Tous ceux qui se sont moqué des anciens dirigeants ivoiriens en ont pour leurs frais. La France, ce curieux pays «ami de l’Afrique», a décidé de protéger tout ce qui lui reste d’intérêts sur le continent noir. Elle y va sans état d’âme.

«La France, ce pays qui fout le bordel en Afrique !» Ce ras-lebol d’un diplomate américain en poste en Afrique du sud en début des années 2000 est plus que d’actualité. La france a effectivement et sans scrupule, décidé d’aller à fond la caisse. C’est un président Nicolas Sarkozy à-toutcasser qui va en guerre sur les terres conquises par les ancêtres les Gaulois il y un demi siècle. La résidence présidentielle de Laurent Gbagbo est pulvérisée sans état d’âme alors que le drapeau ivoirien flottait encore sur ce qui restait du mât. dans le jardin étaient mobilisés plusieurs milliers de patriotes qui n’avaient pas encore intégré l’ampleur du drame qui se jouait. Ceux-ci étaient partis se constituer en bouclier humain.

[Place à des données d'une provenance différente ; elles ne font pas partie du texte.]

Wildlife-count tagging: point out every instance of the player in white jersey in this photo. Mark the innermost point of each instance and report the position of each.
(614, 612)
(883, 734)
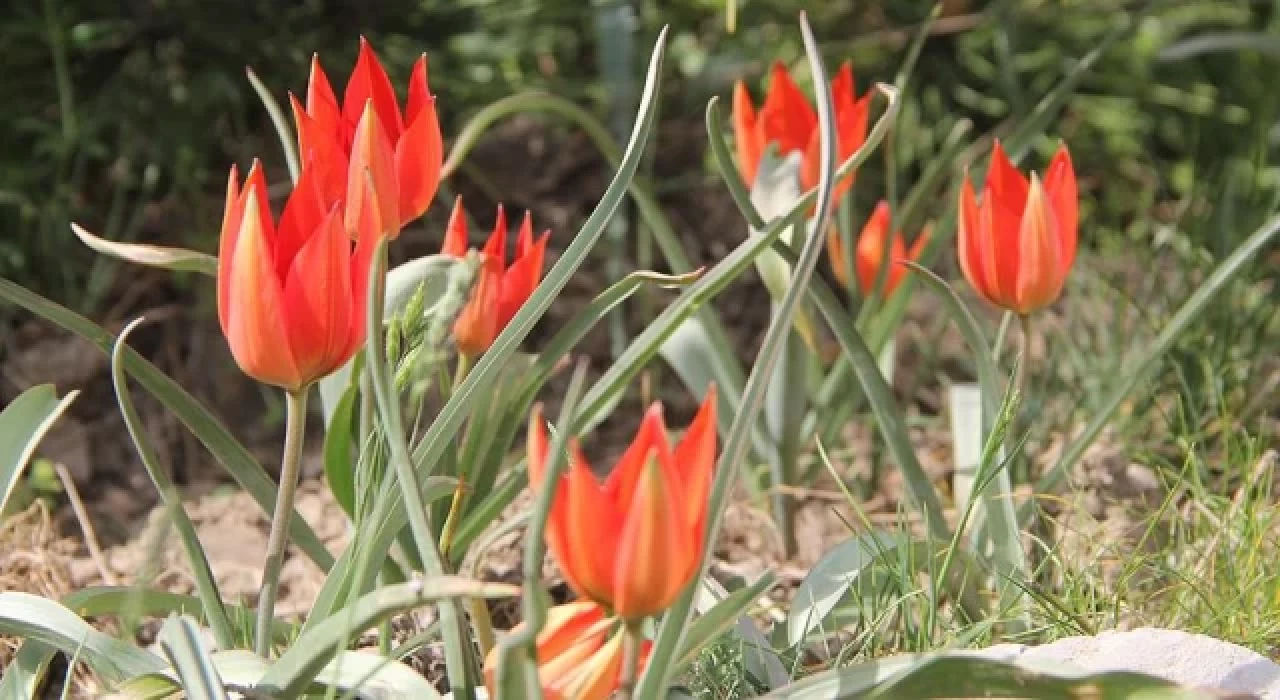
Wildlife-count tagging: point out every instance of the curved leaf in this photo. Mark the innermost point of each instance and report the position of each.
(179, 260)
(234, 458)
(974, 675)
(22, 425)
(314, 649)
(179, 639)
(31, 617)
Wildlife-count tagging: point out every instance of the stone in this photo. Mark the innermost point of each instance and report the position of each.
(1184, 658)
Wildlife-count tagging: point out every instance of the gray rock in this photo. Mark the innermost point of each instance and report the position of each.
(1184, 658)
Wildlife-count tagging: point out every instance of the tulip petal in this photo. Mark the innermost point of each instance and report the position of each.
(304, 213)
(1002, 204)
(321, 150)
(1065, 201)
(232, 215)
(787, 118)
(970, 239)
(590, 532)
(746, 136)
(323, 106)
(1040, 279)
(871, 250)
(654, 547)
(256, 319)
(371, 156)
(456, 232)
(695, 460)
(599, 677)
(497, 243)
(836, 255)
(520, 280)
(649, 439)
(420, 151)
(369, 82)
(318, 297)
(476, 325)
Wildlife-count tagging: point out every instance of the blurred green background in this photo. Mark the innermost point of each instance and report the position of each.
(126, 114)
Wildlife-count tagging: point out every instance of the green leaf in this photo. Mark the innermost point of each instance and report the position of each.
(234, 458)
(113, 600)
(22, 425)
(179, 639)
(658, 671)
(720, 614)
(282, 126)
(970, 675)
(842, 568)
(1141, 369)
(205, 582)
(432, 271)
(178, 260)
(457, 652)
(21, 678)
(888, 415)
(339, 465)
(439, 437)
(314, 649)
(31, 617)
(1004, 531)
(689, 351)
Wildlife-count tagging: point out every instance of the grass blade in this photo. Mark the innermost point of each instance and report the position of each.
(234, 458)
(457, 649)
(31, 617)
(314, 649)
(179, 639)
(22, 425)
(178, 260)
(657, 676)
(205, 584)
(1138, 371)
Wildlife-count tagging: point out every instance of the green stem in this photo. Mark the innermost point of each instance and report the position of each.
(291, 463)
(1024, 346)
(631, 644)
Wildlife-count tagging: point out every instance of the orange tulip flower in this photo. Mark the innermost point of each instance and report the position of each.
(291, 296)
(789, 119)
(634, 541)
(498, 292)
(869, 252)
(576, 657)
(1016, 247)
(369, 137)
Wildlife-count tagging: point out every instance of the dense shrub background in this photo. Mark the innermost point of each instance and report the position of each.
(124, 114)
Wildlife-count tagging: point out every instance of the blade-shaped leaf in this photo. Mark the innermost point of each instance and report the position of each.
(179, 639)
(315, 648)
(31, 617)
(209, 430)
(22, 425)
(842, 568)
(24, 672)
(179, 260)
(972, 675)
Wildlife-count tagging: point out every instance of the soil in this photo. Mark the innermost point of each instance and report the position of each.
(560, 179)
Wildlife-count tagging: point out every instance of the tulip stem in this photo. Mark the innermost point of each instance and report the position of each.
(291, 463)
(632, 641)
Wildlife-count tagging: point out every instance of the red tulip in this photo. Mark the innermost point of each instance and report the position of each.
(368, 137)
(498, 292)
(291, 296)
(576, 657)
(634, 541)
(789, 119)
(1018, 246)
(869, 252)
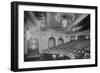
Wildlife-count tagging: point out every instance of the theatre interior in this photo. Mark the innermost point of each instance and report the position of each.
(50, 36)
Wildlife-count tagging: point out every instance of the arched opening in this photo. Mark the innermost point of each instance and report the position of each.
(51, 42)
(60, 41)
(33, 47)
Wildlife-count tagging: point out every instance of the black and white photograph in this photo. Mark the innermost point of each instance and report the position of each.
(53, 36)
(56, 36)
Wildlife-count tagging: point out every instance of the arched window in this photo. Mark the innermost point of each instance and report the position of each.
(51, 42)
(60, 41)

Ils n’y ont pas réussi, mais leurs actes héroïques, eux, resteront à jamais gravés dans les souvenir républicains. La Côte d’Ivoire étant mise sous coupe réglée. Et que, 11 avril 2011, un bain de sang tâcha l’arrivée du poulain Alassane dramane Ouattara. Tandis que deux mois plus tard en Libye Moustapha Abdeljalil responsable du Cnt, se faisait baptiser, sous des bombes, à la tête du pays en remplacement du frère Guide de la Grande jamahiriya, Mouammar Kadhafi tué par une horde de rebelles pouponnés.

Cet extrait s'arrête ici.